SO/DH finds out he has a child AFTER your relationship started

envybeauty

New Member
Scenario:

A guy's check was being garnished for child support. Big surprise to him. Paternity test some months later confirm he is the father to a kid, now about 8 years old. HE CLAIMS HE HAD NO IDEA ABOUT THE GIRL BEING PREGNANT OR EVEN THAT THIS KID WAS AROUND ALL THESE YEARS. The man has no other kids that he knows about.

You are already in a relationship with this man when he learns of this. You have no reason to doubt he didn't know. Let's say your relationship is new -- like a few months old.

Let's say you have always said:

You don't want to deal with a man that has kids (always been a major deal breaker for you).

You also believe that a child should be with his father (and not on the other coast), raised in a solid home (mother is on welfare with two other kids), ..... basically, everything about this scenario is so not you.
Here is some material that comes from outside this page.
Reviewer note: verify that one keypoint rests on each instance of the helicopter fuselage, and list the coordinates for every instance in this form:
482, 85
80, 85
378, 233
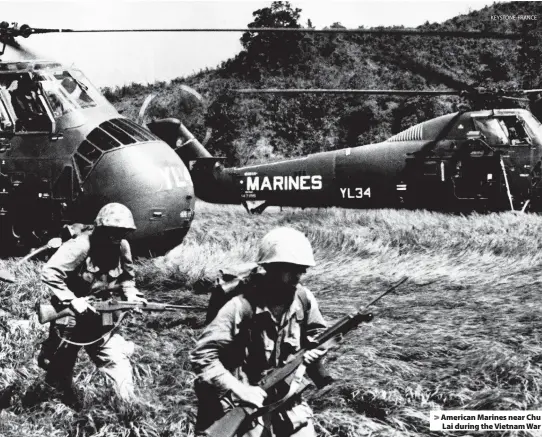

What would you do if you were the girl? If you were the guy?

I find it hard to counsel because as much as I believe in two-parent homes, fathers being responsible, etc., I find this situation to be quite exceptional. I mean the man doesn't feel like a father because he just learned about this little boy. The man is quite responsible but the kid will probably turn out like most other OOW little boys without a father around because of the way the father learned of his existence. The father is already living on the East Coast and the boy is on the West Coast.
 
that IS quite the exceptional case...

if he felt like he needed to be on the west coast full-time to be in his child's life, i'd have to let him and our relationship go. there are too many kids out here with no father, so if this man wanted to make the move to take care of his child, i'd support that 100%.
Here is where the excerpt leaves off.